Ülkemizde reel sektörün üzerindeki yükler her geçen gün neredeyse biraz daha artıyor.
Üzerine yüklenen yükün ağırlığının artması sektör içerisinde bulunan işletmeleri zor duruma sokuyor.
Artık yüklerin altından kalkmanın tek başına oldukça zor olduğu içinden geçtiğimiz süreçte reel sektörde bulunan firmalar desteklerle üzerlerindeki yükten kurtulmak istiyor.
2025 yılının ilk yarısını bitirdik ve bu ilk yarıda reel sektör çok ciddi sorunlar yumağıyla boğuşmak zorunda kaldı.
Eğer yılın kalan ikinci yarısında bu sorunlardan kurtulunmaz ise sayıları azımsanmayacak seviyede firmanın ortadan yok olduğuna şahit olacağız.
İlk yarıda yaşanılan sorunları alınan siparişlerin son derece düşmesi, borçlanma maliyetlerinin artması ve borçlanma araçlarına ulaşmada yaşanan sorunlar, maliyetlerin yükselmesi neticesinde ortaya çıkan düşük kar seviyeleri ile dünya standardında rekabet edebilecek seviyelerde geriye düşme olarak sıralamak son derece mümkündür.
Hal böyle olunca da açıkçası yılın kalan ikinci yarısından reel sektörün beklentisi son derece olumsuz bir haldedir.
Maalesef ki reel sektör temsilcileriyle yaptığınız görüşmelerde geleceğe dair endişelerin oldukça derin olduğuna şahit oluyorsunuz.
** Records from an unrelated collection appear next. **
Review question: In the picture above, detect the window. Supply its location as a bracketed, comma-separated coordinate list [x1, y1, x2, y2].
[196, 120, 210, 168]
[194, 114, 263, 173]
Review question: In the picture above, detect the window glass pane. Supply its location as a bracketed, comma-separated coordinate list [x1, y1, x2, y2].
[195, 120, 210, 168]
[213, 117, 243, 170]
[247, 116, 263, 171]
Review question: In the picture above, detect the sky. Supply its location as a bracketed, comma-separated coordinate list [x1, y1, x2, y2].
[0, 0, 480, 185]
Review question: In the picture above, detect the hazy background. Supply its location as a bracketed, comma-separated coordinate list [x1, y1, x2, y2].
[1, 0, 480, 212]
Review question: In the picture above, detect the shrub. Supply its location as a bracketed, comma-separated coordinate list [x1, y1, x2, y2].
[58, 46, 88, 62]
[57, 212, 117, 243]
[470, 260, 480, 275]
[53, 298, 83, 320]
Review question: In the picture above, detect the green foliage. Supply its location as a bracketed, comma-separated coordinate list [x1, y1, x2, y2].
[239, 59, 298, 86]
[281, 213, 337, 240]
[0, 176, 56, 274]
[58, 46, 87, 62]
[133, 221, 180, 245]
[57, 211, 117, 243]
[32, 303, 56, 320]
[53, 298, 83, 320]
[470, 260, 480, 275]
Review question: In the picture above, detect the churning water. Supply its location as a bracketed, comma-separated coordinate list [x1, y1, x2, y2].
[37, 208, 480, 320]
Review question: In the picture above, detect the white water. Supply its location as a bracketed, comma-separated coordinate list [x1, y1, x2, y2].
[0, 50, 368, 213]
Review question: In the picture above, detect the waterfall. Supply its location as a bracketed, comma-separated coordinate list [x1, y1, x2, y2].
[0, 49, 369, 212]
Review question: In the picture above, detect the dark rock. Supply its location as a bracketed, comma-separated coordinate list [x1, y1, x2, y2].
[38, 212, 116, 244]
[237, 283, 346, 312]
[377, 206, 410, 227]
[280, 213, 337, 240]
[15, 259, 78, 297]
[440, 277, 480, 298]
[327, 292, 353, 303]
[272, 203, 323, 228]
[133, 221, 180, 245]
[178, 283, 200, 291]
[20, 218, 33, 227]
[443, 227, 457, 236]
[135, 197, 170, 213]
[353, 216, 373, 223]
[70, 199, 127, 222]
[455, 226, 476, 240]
Öyle ki eğer şartlar böyle devam ederse 2026 yılından bile beklentilerin çok ama çok düşük seviyelerde olduğunu kolay bir şekilde görebiliyorsunuz. Yani geleceğe dair endişelerin artması şirketleri olumsuz düşünmeye doğru itiyor.
Buradan dönebilmek için bu ay Merkez Bankasının faiz indirimine ciddi bir oranla başlaması gerekiyor.
Faiz indirimi hızlı bir şekilde başlamaz ise bu faiz oranlarıyla borçlanmanın imkansızlığından ötürü birçok şirketi kötü bir gelecek kaygısı saracaktır.
Bunun yanında üretim yapan sektörlerde yaşanan en büyük sorun olan daha ucuza gelen ithalat süreçlerinin bir an önce sona erdirilmesi gerekmektedir.
Şayet yurtdışından gelen ürünler ile ilgili ciddi önlemler listesi ortaya konulup uygulanmaya başlanmaz ise belki de ülkemizde üretim yapmak çok daha mantıksız bir hal almaya başlayacaktır.
Konuyla ilgili imalat kapasite kullanım oranlarını dikkatle incelemek gerekiyor ki bununla ilgili haziran ayının bu oranı pandemi dönemindeki 2020 yılı haziran ayı verisini bu verilerin dışında tuttuğumuzda 2010 yılından bu yana en düşük gelen haziran ayı verisi olmuştur.
Dolayısıyla şapkamızı önümüze koyarak yaşanılan sıkıntılarımızı objektif olarak bilmeli ve bir salise bile geçirmeden gerekli önlemleri uygulamaya koymalıyız.
Bunun için hala süren yüksek maliyet baskısından şirketlerimizi hemen ama hemen kurtarmalıyız.
İşletmelerimizin maliyetleme yapma konusunda zor bir dönemden geçtiğini bilerek uygun maliyet ortamının oluşturulmasına çalışılmalıdır.
Birçok sektörde yaşanan ve maalesef ki kötü kullanım örneklerinin son derece fazla olduğu konkordato olgusunun kullanım şartlarının tekrar ve acilen gözden geçirilmesi bir zorunluluktur.
Konkordato alarak ardından onlarca belki de yüzlerce şirketi zora sokan o kadar çok konkordato örneği var ki bunun acilen önüne geçilmesi ülke ekonomimizin geleceği için hayati öneme haizdir.
İşletmelerimiz geleceğe dair rahatlıkla öngörüde bulunabilirlerse yatırım yapıp yapmama konusunda rahat hareket edebileceklerdir.
Bu yüzden öngörü derecesi ne kadar yüksek olursa ekonomik çıktılarda o derece yüksek olacaktır.
Hızlıca burada değindiğimiz önlemler alınmaz ise bu yılın kalan altı ayı da ilk altı ayından daha kötü geçecektir.